The more your business grows, more raw data you collect. Data about customers, products, working and more. Data analytics converts raw data into insights. It includes a range of tools and technologies to find trends. Data analytics can shape business processes, help decision-makers, and foster business growth.

Data analytics ensures data reaches to its fullest potential, help you better understand your users, customers, services. These insights help you adapt your approach for maximum efficiency and success.
In this post, we’ll explain big data analytics and explore how to use it in your organization.

What is Big Data?

Big data refers to the large and diverse datasets that grow at increasing rates. It encompasses the volume of information, the velocity at which it is created or collected, and the variety of the datapoints being covered.
In other words, big data extracts meaningful data by analyzing the huge amount of complex, variously data generated at high speed, that cannot be handled by traditional system.

Big Data Infographic

big_data_infographic

What is Big Data Analytics?

Data analytics has been around for years in the form of business intelligence and data mining softwares.
Big Data analytics is the process used to extract meaningful insights from very large and diverse big datasets that include structured, semi-structured and unstructured data, from different sources, and in different sizes from terabytes to zettabytes.
Big Data analytics provides various advantages. it can be used for better decision making, preventing fraudulent activities, among other things.

It uses several techniques, tools to process and examine meaningful information from massive datasets. Through this, you can uncover valuable insights, patterns, and trends to make informed decisions. We typically use this analytic when our dataset is too large or complicated for traditional data processing systems.

Benefits of Big Data Analytics

  • Risk Management
    • Organizations use it analytics to identify fraudulent activities. The organizations leverage it to narrow down root causes of problems.
  • Development and Innovations
    • Large manufacturers use it to analyze how efficient the product design is and if there is any need for improvements.
  • Better Decision Making
    • companies leverage it to decide if a particular location would be suitable for a new outlet or not. They will analyze different factors, such as population, demographics, accessibility of the location, and more.
  • Improve Customer Experience
    • Every business can use it to improve customer experiences. They monitor feedback to find out their customers’ experience what’s necessary to remedy the situation.
  • Business Transformation
    • MIT sloan management survey report, 57 percent of enterprises surveyed said their use of analytics was helping them achieve competitive advantage.
  • Innovation
    • This analytic help companies develop products and services that appeal to their customers, as well as helping them identify new opportunities for revenue generation.
  • Increase Security
    • By applying this analytic technique to security softwares, organizations can sometimes identify and thwart cyberattacks that would otherwise have gone unnoticed.

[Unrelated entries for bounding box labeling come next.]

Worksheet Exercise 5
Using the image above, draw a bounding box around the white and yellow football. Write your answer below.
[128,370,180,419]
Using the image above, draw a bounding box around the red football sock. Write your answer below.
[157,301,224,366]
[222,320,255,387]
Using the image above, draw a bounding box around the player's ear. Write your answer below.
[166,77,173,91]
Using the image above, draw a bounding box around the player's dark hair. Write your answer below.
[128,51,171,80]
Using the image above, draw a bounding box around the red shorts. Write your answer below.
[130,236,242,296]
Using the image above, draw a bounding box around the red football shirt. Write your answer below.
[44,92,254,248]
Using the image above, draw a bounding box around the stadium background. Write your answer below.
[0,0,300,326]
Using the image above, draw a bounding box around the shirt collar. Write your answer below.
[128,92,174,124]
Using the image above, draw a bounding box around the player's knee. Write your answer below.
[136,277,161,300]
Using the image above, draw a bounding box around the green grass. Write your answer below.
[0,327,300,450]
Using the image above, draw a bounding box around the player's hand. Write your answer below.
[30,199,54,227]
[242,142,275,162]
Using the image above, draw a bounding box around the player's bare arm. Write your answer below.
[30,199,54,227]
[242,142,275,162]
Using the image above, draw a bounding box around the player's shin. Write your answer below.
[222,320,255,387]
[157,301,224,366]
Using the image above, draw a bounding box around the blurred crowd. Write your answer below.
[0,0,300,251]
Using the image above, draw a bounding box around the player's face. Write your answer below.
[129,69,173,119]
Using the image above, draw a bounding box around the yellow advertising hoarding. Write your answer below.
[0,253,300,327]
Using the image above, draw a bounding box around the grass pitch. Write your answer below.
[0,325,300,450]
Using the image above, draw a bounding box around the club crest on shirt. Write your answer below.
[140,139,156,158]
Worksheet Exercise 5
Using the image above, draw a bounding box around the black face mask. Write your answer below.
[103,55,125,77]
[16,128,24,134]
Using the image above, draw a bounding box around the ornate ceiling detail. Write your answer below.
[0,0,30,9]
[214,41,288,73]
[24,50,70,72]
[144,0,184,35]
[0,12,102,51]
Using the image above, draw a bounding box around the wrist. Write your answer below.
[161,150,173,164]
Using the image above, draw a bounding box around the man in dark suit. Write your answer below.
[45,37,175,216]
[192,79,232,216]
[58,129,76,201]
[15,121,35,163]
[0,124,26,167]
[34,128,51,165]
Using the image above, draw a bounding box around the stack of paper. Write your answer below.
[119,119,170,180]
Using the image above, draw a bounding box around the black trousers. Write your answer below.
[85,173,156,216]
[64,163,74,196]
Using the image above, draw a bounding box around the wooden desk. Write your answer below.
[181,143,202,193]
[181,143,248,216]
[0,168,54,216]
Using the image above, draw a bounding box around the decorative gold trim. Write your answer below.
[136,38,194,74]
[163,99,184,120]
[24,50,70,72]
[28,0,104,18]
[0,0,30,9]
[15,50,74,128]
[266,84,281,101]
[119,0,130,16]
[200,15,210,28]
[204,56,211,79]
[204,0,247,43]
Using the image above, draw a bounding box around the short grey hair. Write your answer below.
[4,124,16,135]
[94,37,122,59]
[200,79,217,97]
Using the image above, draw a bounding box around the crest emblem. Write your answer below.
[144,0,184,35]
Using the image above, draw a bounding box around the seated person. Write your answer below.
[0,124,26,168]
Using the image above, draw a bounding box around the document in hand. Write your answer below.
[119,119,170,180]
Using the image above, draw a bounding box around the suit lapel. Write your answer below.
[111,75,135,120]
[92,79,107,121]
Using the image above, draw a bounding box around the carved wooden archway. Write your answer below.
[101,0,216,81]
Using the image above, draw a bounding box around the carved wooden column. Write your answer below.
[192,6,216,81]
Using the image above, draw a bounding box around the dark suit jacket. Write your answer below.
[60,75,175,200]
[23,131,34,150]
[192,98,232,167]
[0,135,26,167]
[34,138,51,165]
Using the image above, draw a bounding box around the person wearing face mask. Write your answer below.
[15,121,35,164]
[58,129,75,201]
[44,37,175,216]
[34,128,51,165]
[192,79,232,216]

How does Big Data Analytics work?

  1. Collection
    • Gathering data from various sources, such websites and transactions. This data can be structured, unstructured, or semi-structured.
  2. Store
    • Storage can handle a large volume of data and provide fault tolerance.
  3. Preprocessing
    • Preprocessing could involve handling missing values, standardizing values, remove noises, and structuring the data into a suitable format.
  4. Integration
    • Data integration combines the data into a unified format, because they comes from various sources and in different formats.
  5. Processing
    • Organizations use frameworks to process big data.
  6. Visualization
    • After process visualization helps you communicate complex insights in an understandable and accessible way.
  7. Interpretation
    • Interpret the insights gained from your analysis to draw conclusions and make data-backed decisions. These decisions impact business strategies, processes, and operations.
  8. Analysis result
    • This is the last step of analytic, where the final results of the analysis are made available to decision makers who will take action.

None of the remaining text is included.